La tâche nous incombe de réfléchir et de réévaluer nos valeurs, car nous, médecins, sommes mal ou peu préparés à entendre des demandes d’euthanasie. Nous sommes plus confortables avec les demandes de transplantations rénales ou cardiaques! Nous devons, en dehors des ornières du « pour » ou du « contre », réfléchir aux besoins du mourant. On ne demande pas à un orthopédiste s’il est « pour ou contre » l’amputation!
Or, notre société évolue et nos patients en sont le reflet, eux qui revendiquent de plus en plus d’autonomie. Il y a 2 ou 3 générations, le divorce, l’avortement, le mariage des homosexuels et l’euthanasie volontaire n’allaient pas de soi. Ainsi, en 1970, 50 % de la population canadienne se disait en faveur de l’euthanasie volontaire.
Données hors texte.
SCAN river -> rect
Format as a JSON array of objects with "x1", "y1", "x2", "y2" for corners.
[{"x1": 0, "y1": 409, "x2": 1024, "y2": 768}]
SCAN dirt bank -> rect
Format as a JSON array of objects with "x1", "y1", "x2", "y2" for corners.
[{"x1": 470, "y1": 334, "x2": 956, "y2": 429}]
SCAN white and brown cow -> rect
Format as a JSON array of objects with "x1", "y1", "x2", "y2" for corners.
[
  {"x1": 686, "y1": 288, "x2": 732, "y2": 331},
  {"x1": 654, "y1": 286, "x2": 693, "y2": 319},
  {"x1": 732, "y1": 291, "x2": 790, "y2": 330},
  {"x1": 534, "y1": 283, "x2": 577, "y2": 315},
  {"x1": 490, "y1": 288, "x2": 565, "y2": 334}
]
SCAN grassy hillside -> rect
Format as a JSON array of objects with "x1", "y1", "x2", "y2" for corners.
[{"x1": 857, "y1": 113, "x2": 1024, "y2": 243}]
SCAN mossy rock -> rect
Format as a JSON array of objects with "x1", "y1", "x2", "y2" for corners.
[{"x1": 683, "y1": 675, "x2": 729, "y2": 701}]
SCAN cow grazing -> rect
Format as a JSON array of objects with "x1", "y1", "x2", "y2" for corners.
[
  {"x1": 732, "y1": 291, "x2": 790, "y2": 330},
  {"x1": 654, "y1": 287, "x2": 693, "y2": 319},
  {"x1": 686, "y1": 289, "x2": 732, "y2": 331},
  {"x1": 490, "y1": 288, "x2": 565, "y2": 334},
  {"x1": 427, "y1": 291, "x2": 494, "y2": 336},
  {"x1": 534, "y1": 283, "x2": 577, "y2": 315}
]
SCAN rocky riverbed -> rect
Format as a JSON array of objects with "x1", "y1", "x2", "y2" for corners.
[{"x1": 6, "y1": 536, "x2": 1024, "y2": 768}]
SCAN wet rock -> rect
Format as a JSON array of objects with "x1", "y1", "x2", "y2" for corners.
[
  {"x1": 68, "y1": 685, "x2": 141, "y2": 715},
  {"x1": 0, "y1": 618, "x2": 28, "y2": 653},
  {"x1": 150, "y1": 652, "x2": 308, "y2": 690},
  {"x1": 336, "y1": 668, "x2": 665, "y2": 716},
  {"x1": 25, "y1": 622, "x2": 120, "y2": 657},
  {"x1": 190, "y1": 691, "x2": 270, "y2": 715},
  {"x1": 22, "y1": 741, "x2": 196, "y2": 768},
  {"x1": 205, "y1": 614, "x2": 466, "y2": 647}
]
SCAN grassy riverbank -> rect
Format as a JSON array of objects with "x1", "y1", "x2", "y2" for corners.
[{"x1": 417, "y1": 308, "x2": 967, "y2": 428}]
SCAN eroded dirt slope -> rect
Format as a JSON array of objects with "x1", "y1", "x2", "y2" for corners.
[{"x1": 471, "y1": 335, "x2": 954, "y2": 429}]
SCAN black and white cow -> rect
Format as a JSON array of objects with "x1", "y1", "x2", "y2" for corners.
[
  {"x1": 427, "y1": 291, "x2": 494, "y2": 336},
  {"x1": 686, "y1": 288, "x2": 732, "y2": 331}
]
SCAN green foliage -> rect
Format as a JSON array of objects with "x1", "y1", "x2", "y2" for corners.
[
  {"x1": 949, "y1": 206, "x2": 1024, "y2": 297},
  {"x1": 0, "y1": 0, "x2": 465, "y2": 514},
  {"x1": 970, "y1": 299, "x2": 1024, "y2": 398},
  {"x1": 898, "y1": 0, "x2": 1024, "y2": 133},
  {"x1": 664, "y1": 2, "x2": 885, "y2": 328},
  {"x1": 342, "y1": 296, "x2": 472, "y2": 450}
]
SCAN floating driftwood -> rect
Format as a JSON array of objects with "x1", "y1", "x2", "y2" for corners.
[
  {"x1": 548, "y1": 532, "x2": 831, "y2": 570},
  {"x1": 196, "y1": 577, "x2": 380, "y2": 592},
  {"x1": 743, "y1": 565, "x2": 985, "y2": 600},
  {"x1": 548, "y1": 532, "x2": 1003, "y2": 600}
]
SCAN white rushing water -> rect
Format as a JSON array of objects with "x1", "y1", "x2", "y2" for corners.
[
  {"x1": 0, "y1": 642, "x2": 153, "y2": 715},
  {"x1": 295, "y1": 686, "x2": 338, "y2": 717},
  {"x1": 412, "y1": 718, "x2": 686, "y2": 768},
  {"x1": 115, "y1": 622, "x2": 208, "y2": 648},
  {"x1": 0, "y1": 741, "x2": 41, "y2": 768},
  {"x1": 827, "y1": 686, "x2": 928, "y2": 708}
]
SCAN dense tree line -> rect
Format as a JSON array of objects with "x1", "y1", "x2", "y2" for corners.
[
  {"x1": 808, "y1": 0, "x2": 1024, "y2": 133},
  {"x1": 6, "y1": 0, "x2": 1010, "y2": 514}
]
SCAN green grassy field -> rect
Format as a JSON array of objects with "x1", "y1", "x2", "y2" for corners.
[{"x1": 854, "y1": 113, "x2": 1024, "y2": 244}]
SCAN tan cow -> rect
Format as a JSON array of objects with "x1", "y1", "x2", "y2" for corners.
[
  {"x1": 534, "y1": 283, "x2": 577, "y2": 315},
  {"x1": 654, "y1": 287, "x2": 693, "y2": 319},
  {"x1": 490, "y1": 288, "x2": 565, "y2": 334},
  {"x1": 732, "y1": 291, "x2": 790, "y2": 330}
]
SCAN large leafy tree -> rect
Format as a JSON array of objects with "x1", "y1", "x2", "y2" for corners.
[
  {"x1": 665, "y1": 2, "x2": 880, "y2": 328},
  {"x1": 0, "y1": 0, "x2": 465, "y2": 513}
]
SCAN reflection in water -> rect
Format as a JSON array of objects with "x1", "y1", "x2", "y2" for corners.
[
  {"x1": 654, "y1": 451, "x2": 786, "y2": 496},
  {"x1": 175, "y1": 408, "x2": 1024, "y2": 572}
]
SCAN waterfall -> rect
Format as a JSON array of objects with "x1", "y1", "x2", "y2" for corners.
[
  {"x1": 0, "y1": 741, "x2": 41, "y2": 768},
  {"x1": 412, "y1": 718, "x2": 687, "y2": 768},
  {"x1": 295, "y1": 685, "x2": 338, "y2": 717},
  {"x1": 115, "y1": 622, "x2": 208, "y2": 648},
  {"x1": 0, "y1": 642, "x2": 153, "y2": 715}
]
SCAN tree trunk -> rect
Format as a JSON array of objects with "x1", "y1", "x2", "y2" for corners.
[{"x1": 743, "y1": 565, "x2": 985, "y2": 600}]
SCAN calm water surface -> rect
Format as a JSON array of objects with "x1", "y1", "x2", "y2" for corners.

En 2007, cet appui atteignait 77 % et notamment 83 % au Québec1. En 2003, 51 % des spécialistes québécois et 43 % des généralistes se disaient en faveur2; voilà qu’à l’automne 2009, les médias ont rapporté que les 2 groupes se disaient maintenant en accord à 75 %, rejoignant ainsi la position du Collège des médecins du Québec qui reconnaît qu’écourter une fin de vie intolérable peut, dans des circonstances exceptionnelles, s’inscrire dans le continuum de « soins appropriés ».
L’inconfortable majorité d’une seule voix (5 vs 4) de la Cour suprême dans la cause Sue Rodriguez, dont le décès ne donna lieu à aucune enquête sérieuse, confirme l’opinion émise par le prestigieux Conseil consultatif national de l’éthique de France: « La loi, qui considère l’euthanasie comme un meurtre ou un assassinat, est extrêmement vertueuse et sévère »3. Dans les cas d’aide au suicide, au cours des dernières années, les sentences sont souvent réduites ou retenues.
Il faut être ouvert. En 2010, le paternalisme d’antan n’a plus sa place. « Le premier devoir du médecin n’est plus de sauver, à tout prix, la vie du malade, mais plutôt de respecter la liberté de choix de son patient », a écrit l’honorable Jean-Louis Beaudoin dans son récent Rapport de synthèse4.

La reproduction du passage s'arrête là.